Test emissioni auto diesel euro 5: nessuna irregolarità

Nessuna manipolazione delle emissioni sulle auto diesel. Questo è ciò che si legge sul sito del Ministero dei Trasporti nel “Report finale del programma di prove per la valutazione del comportamento emissivo di vetture diesel euro 5 commercializzate in Italia con prove in laboratorio e su pista”.

Il rapporto contiene le prove condotte dal Ministero su 18 veicoli (17 modelli), che rappresentano circa il 70% del parco Euro 5 circolante in Italia.

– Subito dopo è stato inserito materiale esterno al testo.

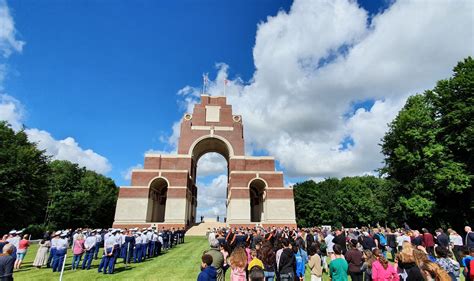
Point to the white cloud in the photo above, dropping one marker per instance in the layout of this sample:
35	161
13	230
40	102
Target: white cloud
319	59
212	197
127	175
11	111
69	149
211	164
8	41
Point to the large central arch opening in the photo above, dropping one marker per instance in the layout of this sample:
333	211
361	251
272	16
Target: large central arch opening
211	173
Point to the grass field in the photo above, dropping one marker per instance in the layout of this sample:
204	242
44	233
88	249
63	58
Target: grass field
180	263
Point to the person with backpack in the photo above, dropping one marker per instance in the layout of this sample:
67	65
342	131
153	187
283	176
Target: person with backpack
301	259
380	241
354	258
286	263
338	266
208	272
269	260
315	263
468	264
382	270
445	263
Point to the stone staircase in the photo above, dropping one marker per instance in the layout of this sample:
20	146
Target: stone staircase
202	228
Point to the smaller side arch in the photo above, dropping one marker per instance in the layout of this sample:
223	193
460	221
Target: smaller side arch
157	195
257	194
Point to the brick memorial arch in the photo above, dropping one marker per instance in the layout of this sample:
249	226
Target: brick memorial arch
164	192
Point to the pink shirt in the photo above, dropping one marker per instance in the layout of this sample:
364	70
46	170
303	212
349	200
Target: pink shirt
383	274
249	257
78	247
237	274
23	244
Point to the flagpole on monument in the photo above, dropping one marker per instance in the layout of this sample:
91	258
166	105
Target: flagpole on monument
205	79
225	85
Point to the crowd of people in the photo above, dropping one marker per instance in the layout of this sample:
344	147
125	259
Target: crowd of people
131	245
367	254
275	253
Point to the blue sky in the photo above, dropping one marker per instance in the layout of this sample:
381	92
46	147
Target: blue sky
107	72
316	81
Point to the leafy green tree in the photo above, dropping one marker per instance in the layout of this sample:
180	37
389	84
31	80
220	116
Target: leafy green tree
351	201
428	151
79	197
23	186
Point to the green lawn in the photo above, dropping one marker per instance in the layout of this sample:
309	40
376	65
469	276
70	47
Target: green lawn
180	263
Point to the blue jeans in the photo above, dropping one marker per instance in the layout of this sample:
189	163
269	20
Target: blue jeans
287	276
269	275
76	260
88	258
58	259
144	250
137	253
96	251
151	247
52	252
107	262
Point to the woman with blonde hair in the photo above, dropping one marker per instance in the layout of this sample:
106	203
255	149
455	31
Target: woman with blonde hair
42	253
21	252
238	263
78	249
407	267
366	267
381	269
432	271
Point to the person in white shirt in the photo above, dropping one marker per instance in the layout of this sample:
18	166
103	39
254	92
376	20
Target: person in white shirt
137	252
98	236
61	245
154	244
144	244
108	259
14	238
90	244
150	244
54	246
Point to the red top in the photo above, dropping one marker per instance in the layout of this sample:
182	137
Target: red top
23	244
428	240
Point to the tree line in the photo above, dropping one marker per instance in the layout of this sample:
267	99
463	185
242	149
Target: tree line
428	172
38	193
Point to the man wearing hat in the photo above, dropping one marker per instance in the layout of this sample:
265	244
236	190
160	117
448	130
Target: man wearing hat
108	259
98	242
137	252
61	249
54	246
151	244
90	245
144	244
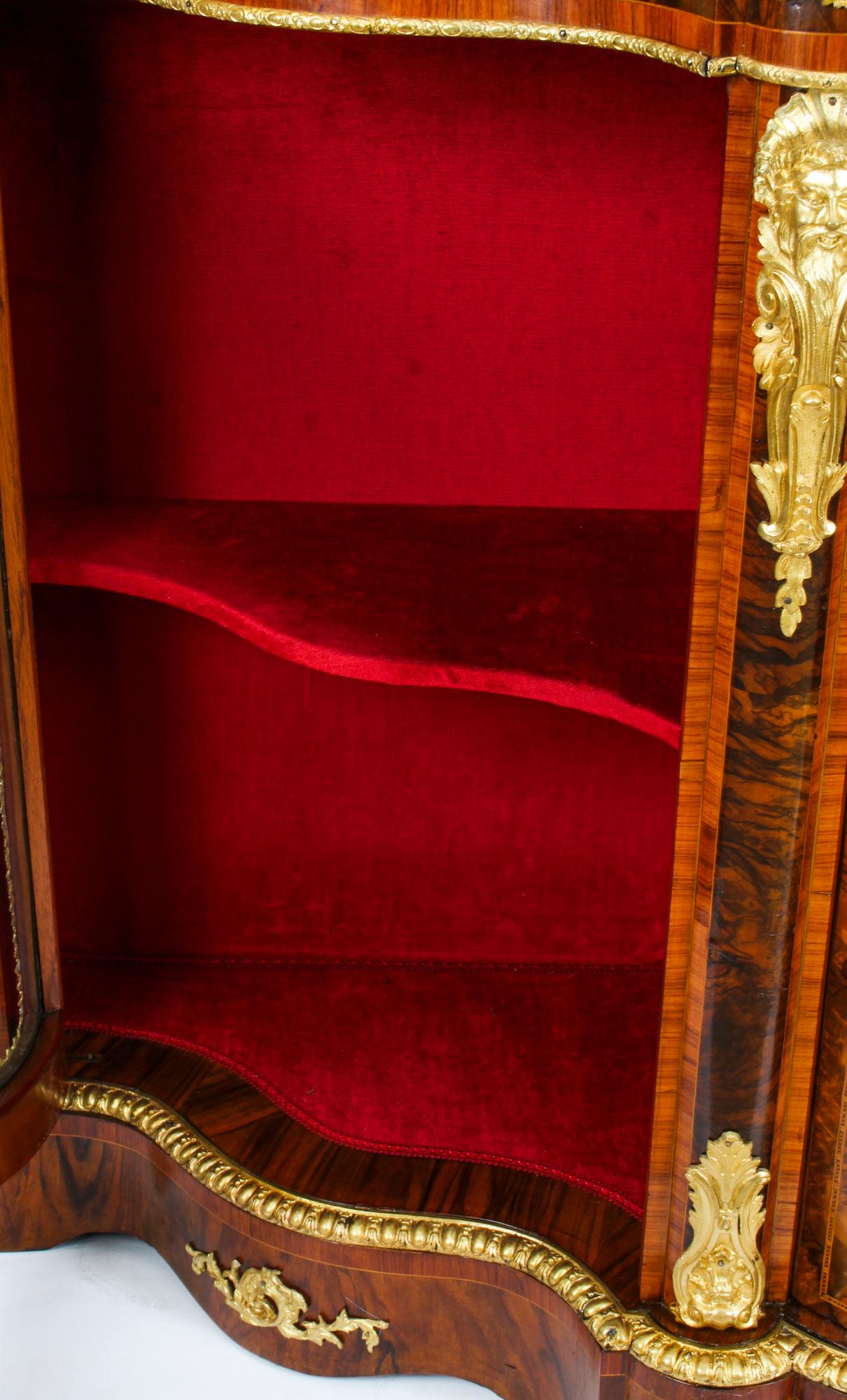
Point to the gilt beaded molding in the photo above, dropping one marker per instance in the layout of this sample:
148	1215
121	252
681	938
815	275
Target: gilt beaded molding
785	1350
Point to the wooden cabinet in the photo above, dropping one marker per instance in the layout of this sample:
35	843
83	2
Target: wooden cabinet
446	726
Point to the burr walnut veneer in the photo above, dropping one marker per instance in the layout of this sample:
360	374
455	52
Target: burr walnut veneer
432	460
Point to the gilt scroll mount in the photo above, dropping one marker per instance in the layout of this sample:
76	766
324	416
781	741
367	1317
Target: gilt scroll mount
802	358
720	1279
262	1298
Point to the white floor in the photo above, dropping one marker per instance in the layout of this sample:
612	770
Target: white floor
106	1320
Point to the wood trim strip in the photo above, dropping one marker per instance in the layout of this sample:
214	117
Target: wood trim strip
718	575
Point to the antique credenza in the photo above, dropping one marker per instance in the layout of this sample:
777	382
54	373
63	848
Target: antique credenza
435	565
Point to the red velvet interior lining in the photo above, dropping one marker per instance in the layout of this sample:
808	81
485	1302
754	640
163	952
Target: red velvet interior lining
281	267
507	860
545	1070
211	799
272	265
537	604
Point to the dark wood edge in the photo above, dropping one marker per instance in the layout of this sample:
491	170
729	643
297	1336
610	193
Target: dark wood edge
30	1100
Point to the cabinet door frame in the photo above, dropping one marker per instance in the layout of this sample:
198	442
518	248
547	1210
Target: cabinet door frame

Non rientrano nel resoconto i sette veicoli Volkswagen sui quali la procura di Verona ha aperto un’indagine giudiziaria e i cui test sono ancora in corso.

Fra le auto diesel Euro 5 esaminate, 7 sono del gruppo FCA. I test sono stati condotti su Panda 1.3, Giulietta 2.0 Mjet, Doblò 1.3, Giulietta 1.6 Mjet, Cherokee 2.0 Mt 4×2, Lancia Y 1.3 e 500L 1.6 Mjet.

A questi si aggiungono la Vw Tiguan, la Bmw 118d, la Ford Focus, la Ford S-Max, la Mercedes Class 200, la Mercedes E220, l’Opel Astra, la Renault Laguna, la Renault Clio e la Dacia Sandero.

Le vetture testate, tutte con meno di 36.000 km, sono state messe a disposizione da parte dei costruttori tramite la propria rete di concessionari in Italia.

Tutte le prove sono state condotte con la supervisione dei Tecnici del Mit del Cpa di Napoli (11 veicoli) e del Cpa di Torino (7 veicoli) e alla presenza di responsabili individuati dalle case costruttrici dei veicoli di volta in volta soggetti a prova.

I test si sono svolti in laboratorio all’Istituto Motori del Cnr a Napoli e al laboratorio Fca di Torino. Quest’ultimo ha la certificazione Iso 17025 ed è dunque riconosciuto come parte terza ai sensi della Direttiva 2007/46.